Die Befragung des Zeugen Billi brachte im Anschluss hinsichtlich der Durchsuchung der Wohnung keine weiteren Erkenntnisse; seine Wahrnehmung glich der des Zeugen Zilli. Der Zeuge Billi gab im weiteren Verlauf seiner Vernehmung an, dass beim Angeklagten eine Funkzellendatenerhebung stattfand und dass der Angeklagte bei einer erkennungsdienstlichen Behandlung auch videografiert werden sollte. Diese Behandlung fand in Räumlichkeiten der Polizei statt. Die angefertigten Bilder sollten und wurden einer Sachverständigen Morphologin für ein Gutachten als Vergleichsmaterial zur Verfügung gestellt. Der Angeklagte und anwesende Verteidiger gingen davon aus, dass lediglich Fotos des Angeklagten gemacht werden sollten. Als diese gefertigt waren, verließ der Verteideiger die Räumlichkeiten in der Annahme, das die erkennungsdienstliche Behandlung beendet sei. Auf die anschließende Nachfrage des Angeklagten gegenüber dem Zeugen Billi, ob er beim Verlassen der Räume in Richtung Gefangentransporter gefilmt wurde, um der Sachverständigen auch Videomaterial zur Verfügung zu stellen, bejahte der Zeuge dies. Da der Angeklagte jede Mitwirkung und Aussage im Verfahren verweigert, beugte er einer Videografierung dadurch vor, dass er sich weigerte, den gefilmten Bereich gehend zu betreten.

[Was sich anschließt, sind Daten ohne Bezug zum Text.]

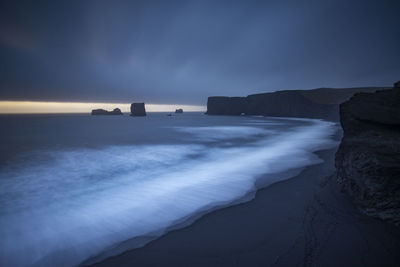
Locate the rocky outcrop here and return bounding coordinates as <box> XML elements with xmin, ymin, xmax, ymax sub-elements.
<box><xmin>207</xmin><ymin>87</ymin><xmax>377</xmax><ymax>121</ymax></box>
<box><xmin>131</xmin><ymin>103</ymin><xmax>146</xmax><ymax>116</ymax></box>
<box><xmin>335</xmin><ymin>83</ymin><xmax>400</xmax><ymax>225</ymax></box>
<box><xmin>92</xmin><ymin>108</ymin><xmax>123</xmax><ymax>115</ymax></box>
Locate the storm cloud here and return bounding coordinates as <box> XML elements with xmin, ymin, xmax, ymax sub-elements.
<box><xmin>0</xmin><ymin>0</ymin><xmax>400</xmax><ymax>104</ymax></box>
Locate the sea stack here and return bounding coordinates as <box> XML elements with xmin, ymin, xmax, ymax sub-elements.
<box><xmin>131</xmin><ymin>103</ymin><xmax>146</xmax><ymax>117</ymax></box>
<box><xmin>335</xmin><ymin>82</ymin><xmax>400</xmax><ymax>225</ymax></box>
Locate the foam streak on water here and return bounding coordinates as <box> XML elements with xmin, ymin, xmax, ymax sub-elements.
<box><xmin>0</xmin><ymin>121</ymin><xmax>334</xmax><ymax>266</ymax></box>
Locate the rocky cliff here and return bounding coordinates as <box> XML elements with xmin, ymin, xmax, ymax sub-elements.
<box><xmin>335</xmin><ymin>83</ymin><xmax>400</xmax><ymax>225</ymax></box>
<box><xmin>131</xmin><ymin>103</ymin><xmax>146</xmax><ymax>116</ymax></box>
<box><xmin>207</xmin><ymin>87</ymin><xmax>378</xmax><ymax>121</ymax></box>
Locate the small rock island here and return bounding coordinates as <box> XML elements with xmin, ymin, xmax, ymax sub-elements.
<box><xmin>131</xmin><ymin>103</ymin><xmax>146</xmax><ymax>117</ymax></box>
<box><xmin>335</xmin><ymin>82</ymin><xmax>400</xmax><ymax>225</ymax></box>
<box><xmin>92</xmin><ymin>108</ymin><xmax>123</xmax><ymax>115</ymax></box>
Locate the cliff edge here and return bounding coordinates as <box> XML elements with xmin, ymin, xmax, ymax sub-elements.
<box><xmin>335</xmin><ymin>82</ymin><xmax>400</xmax><ymax>225</ymax></box>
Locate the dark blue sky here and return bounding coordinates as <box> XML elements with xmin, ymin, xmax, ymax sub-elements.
<box><xmin>0</xmin><ymin>0</ymin><xmax>400</xmax><ymax>104</ymax></box>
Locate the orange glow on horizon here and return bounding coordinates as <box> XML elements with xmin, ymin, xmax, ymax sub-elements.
<box><xmin>0</xmin><ymin>101</ymin><xmax>206</xmax><ymax>114</ymax></box>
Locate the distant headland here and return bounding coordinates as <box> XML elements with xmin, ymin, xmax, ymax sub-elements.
<box><xmin>92</xmin><ymin>108</ymin><xmax>123</xmax><ymax>115</ymax></box>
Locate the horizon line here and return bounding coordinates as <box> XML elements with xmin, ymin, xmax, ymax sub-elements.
<box><xmin>0</xmin><ymin>100</ymin><xmax>206</xmax><ymax>114</ymax></box>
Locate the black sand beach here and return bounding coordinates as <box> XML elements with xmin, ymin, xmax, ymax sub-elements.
<box><xmin>89</xmin><ymin>148</ymin><xmax>400</xmax><ymax>266</ymax></box>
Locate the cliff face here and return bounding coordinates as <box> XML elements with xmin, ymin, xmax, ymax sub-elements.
<box><xmin>335</xmin><ymin>83</ymin><xmax>400</xmax><ymax>225</ymax></box>
<box><xmin>207</xmin><ymin>88</ymin><xmax>377</xmax><ymax>121</ymax></box>
<box><xmin>92</xmin><ymin>108</ymin><xmax>123</xmax><ymax>115</ymax></box>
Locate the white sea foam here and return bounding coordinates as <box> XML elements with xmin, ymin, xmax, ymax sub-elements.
<box><xmin>0</xmin><ymin>121</ymin><xmax>334</xmax><ymax>266</ymax></box>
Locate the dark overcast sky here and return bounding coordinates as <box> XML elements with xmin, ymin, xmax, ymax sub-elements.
<box><xmin>0</xmin><ymin>0</ymin><xmax>400</xmax><ymax>104</ymax></box>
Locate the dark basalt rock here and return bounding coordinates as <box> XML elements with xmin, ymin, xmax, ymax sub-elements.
<box><xmin>131</xmin><ymin>103</ymin><xmax>146</xmax><ymax>116</ymax></box>
<box><xmin>92</xmin><ymin>108</ymin><xmax>123</xmax><ymax>115</ymax></box>
<box><xmin>206</xmin><ymin>87</ymin><xmax>377</xmax><ymax>121</ymax></box>
<box><xmin>335</xmin><ymin>83</ymin><xmax>400</xmax><ymax>225</ymax></box>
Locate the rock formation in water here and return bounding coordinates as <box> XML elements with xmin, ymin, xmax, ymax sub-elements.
<box><xmin>92</xmin><ymin>108</ymin><xmax>123</xmax><ymax>115</ymax></box>
<box><xmin>207</xmin><ymin>87</ymin><xmax>384</xmax><ymax>121</ymax></box>
<box><xmin>131</xmin><ymin>103</ymin><xmax>146</xmax><ymax>116</ymax></box>
<box><xmin>335</xmin><ymin>82</ymin><xmax>400</xmax><ymax>225</ymax></box>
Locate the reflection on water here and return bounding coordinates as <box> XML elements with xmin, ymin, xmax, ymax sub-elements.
<box><xmin>0</xmin><ymin>115</ymin><xmax>335</xmax><ymax>266</ymax></box>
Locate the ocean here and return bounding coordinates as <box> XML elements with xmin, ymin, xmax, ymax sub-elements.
<box><xmin>0</xmin><ymin>113</ymin><xmax>338</xmax><ymax>266</ymax></box>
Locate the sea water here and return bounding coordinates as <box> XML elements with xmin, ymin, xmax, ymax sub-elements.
<box><xmin>0</xmin><ymin>113</ymin><xmax>337</xmax><ymax>266</ymax></box>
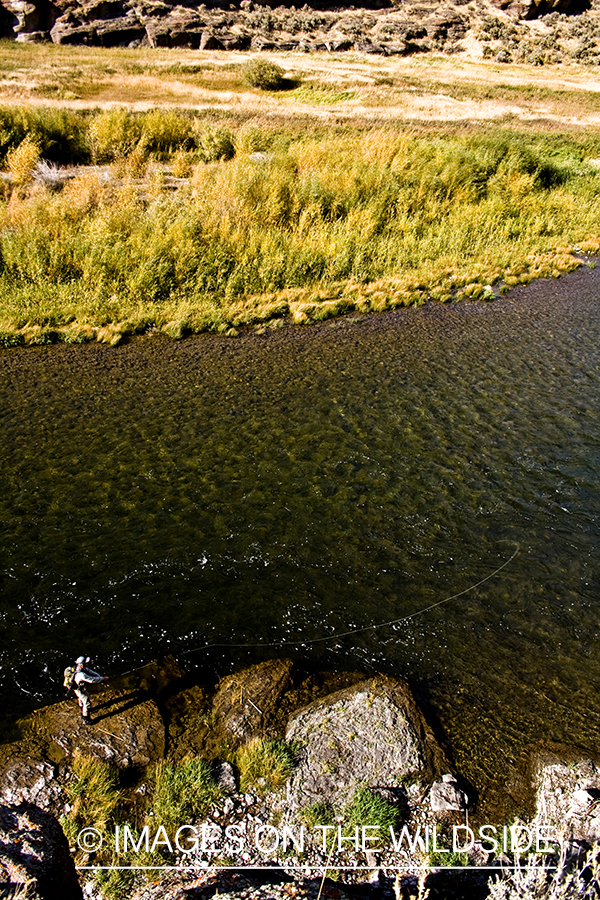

Den Verhandlungstag schloss der Zeuge Willi ab. Dieser sollte dem Gericht allgemeine Auskünfte über die Fanszene des FC Hansa Rostock geben. Der Zeuge stellte dazu zunächst klar, dass ein Szenekundiger Beamter dies sicher besser einschätzen könnte. Die Erkenntnisse eines solchen könnt ihr gerne in unserem Bericht vom 9. Verhandlungstag nachlesen. Der Zeuge Willi ist nach eigenen Angaben seit Oktober 2013 in Strafsachen mit Fußballbezug eingesetzt und erkennt in Rostock eine problematische Fanszene, die unpolitisch sei. Veränderungen will er nach dem Heimspiel gegen Halle festgestellt haben. Es sei so eine „Gefühlssache“, wonach die Bekleidung der Fans nach der Masseningewahrsamnahme „uniformer“ geworden sei, so der Zeuge. Auch habe er eine „deutliche Zurückhaltung“ der Fans beim Spiel gegen Dresden im Vergleich zum Spiel gegen Leipzig festgestellt. Begründen konnte er diese Angaben nicht. Sodann ließ das Gericht dem Zeugen ein Video vom Spiel in Osnabrück vom 27.04.2009 vorspielen. Unabhängig davon, dass der Zeuge nach eigenen Angaben zu dem Zeitpunkt noch nicht mit Fußballsachen betraut war, lieferte das Video keine weiteren Erkenntnisse. Lediglich in die Persönlichkeitsrechte dreier Hansafans wurden eingegriffen, da sie auf dem Videomaterial im Porträt mit Ausweis in der Hand gefilmt wurden und die persönlichen Daten gleichzeitig in die Kamera gesprochen wurden. Damit endete der Verhandlungstag.